DromosFestival

[Oristano 06.08.2017] Epistolario delle evasioni #6

Lettera di John Cage al suo compagno Merce Cunningham (dalla camera anecoica)

dove si dimostra che per uscire dalla prigione bisogna ascoltarla bene

 

Amore mio,

che strano eco, ha, la parola “amore”, dentro una camera dove l’eco non esiste.

 

Da quando la porta si è chiusa – una porta che ha dentro strati e strati di porte, una più silenziosa dell’altra – da quando mi sono seduto su questo pavimento che risponde al mio corpo senza produrre neppure un decibel, non posso sentire altro che l’eco di me stesso.

Il sangue dentro le vene ha suono di fiume impetuoso, il cardio che batte, qui dentro, è un tuono.

Dice che nella camera anecoica molti non resistono più di qualche minuto: perché è insopportabile non potersi aggrappare a nessun suono familiare, e qui dentro non si sente niente. O, meglio, qui dentro si sente il niente, il potentissimo nulla da cui veniamo e dove torneremo: il nulla del nostro battito e del nostro respiro. Chi non è pronto, rischia di impazzire.

 

La camera anecoica, ora lo sento chiaramente, è una cella. Essere prigioniero o monaco qui dipende soltanto dalla forma dell’orecchio. Qui si impara a non avere alcun fine se non esattamente la mancanza di un fine. Qui si impara a meditare sul vuoto, a comporre la vita oltre la propria volontà, a organizzare il caso, a controllare l’imprevisto lasciandolo accadere.

Alea iacta est, amore mio, il dado è tratto.

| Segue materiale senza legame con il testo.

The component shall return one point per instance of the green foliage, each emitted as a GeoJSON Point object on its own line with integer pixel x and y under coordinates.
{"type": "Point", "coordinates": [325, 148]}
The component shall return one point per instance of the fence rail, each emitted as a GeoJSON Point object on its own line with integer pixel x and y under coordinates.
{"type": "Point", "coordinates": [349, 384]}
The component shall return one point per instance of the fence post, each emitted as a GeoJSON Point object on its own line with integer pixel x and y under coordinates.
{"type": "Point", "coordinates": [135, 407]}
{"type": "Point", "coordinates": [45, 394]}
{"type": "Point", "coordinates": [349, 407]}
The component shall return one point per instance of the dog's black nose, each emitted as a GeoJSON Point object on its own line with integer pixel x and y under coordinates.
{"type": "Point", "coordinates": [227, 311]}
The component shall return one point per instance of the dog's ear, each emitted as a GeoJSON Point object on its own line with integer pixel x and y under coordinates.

Chi entra qui dentro, non può mai uscirne davvero. Porterà per il mondo il segreto di questa contraddizione, e ne farà la chiave per la libertà, andando per il mondo con tutto il proprio silenzio, contemplato.

 

Amore mio, mi hanno detto che il silenzio non è musica. Dovrebbero venire qui dentro come me, per capire che nulla è musica quanto il silenzio. 4 minuti e trentatre secondi di un musicista immobile che li osserva, e loro questo abisso non hanno voluto ascoltarlo.

 

Non hanno proprio capito la questione.

Il silenzio non esiste. Non esiste una cosa che si chiama “silenzio”.

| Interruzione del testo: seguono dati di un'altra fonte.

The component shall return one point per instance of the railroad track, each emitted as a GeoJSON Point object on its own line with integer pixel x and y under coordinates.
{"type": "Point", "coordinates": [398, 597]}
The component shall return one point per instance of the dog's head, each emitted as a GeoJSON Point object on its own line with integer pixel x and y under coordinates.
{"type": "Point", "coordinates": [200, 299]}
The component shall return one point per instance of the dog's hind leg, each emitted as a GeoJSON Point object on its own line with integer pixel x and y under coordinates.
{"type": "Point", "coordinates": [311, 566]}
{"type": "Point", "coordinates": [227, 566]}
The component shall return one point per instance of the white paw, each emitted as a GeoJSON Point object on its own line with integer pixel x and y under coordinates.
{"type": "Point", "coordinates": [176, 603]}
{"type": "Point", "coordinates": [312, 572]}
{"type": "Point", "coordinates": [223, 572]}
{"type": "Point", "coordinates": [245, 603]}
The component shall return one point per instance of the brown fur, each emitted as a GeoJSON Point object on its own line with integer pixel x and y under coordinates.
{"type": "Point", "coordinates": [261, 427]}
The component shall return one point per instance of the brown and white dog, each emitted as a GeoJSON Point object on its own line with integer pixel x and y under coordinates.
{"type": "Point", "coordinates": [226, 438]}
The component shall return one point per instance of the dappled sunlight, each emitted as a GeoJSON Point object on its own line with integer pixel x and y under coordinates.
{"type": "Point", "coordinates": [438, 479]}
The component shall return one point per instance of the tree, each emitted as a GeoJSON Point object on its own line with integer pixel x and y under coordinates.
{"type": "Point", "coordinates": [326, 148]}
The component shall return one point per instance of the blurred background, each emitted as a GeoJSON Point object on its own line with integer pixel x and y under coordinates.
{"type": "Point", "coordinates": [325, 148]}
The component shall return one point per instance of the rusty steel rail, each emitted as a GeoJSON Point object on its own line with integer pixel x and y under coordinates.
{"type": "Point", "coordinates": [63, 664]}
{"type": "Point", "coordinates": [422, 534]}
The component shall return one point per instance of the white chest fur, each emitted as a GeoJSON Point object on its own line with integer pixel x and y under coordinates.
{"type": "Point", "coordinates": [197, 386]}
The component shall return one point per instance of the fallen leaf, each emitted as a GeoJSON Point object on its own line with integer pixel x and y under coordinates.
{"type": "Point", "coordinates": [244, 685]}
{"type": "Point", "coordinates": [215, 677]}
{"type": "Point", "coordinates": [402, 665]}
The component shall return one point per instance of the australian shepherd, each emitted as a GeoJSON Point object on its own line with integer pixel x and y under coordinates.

Il silenzio, come condizione fisica, è impossibile da ottenere.

Ciò che loro hanno creduto silenzio, perché non sapevano come ascoltare, era ricolmo di suoni accidentali. Si poteva sentire il vento che soffiava, là fuori, durante il primo movimento. Durante il secondo, gocce di pioggia hanno cominciato a picchiettare sul tetto. E durante il terzo, la gente stessa produceva ogni genere di suoni interessanti, nel parlare, nel borbottare, nel fischiare, persino nell’andare via.

 

Mi hanno detto che ho voluto fare il circo, l’esibizionismo, la provocazione.

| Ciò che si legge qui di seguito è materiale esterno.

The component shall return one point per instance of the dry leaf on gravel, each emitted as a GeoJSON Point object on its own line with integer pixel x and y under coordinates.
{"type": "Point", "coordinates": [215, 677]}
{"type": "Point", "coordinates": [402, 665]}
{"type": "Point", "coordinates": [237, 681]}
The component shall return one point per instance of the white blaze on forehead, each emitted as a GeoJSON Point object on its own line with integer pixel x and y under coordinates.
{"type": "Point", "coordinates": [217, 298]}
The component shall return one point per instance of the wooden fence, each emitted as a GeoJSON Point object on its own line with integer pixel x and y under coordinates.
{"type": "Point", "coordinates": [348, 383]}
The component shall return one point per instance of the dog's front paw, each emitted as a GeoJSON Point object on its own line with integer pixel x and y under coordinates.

Li comprendo: è difficile accettare che la prigionia finisca solamente quando cominciamo ad ascoltarla. Difficile pensare che il suono diventi libertà solo se non lo si è mai udito prima.

 

Ma ora basta, devo uscire: qui dentro il niente rischia di farmi impazzire.

Preparati a danzare amore mio, a danzarmi il frastuono armonico del tuo corpo in scena.

Fammi sempre silenzio, amore mio, e ama.

 

* * *

 

John Cage, compositore e teorico della musica, è una delle figure baricentriche del Novecento: la musica contemporanea non esisterebbe (o sarebbe radicalmente diversa) senza le sue sperimentazioni e le sue riflessioni. All'inizio degli anni Cinquanta visita la camera anecoica dell’università di Harvard, una stanza insonorizzata ed acusticamente trattata, in cui poter “ascoltare il silenzio”. Da questa breve autoinflitta prigionia nel vuoto, ricava una consapevolezza rinnovata sul potere dei suoni. Il brano inserito nella lettera è tratto dal libro-intervista Conversing with John Cage di Richard Kostelanetz (1988)

 

Foto: Alessandro Melis, “L’attesa” (manicomio abbandonato, marzo 2009).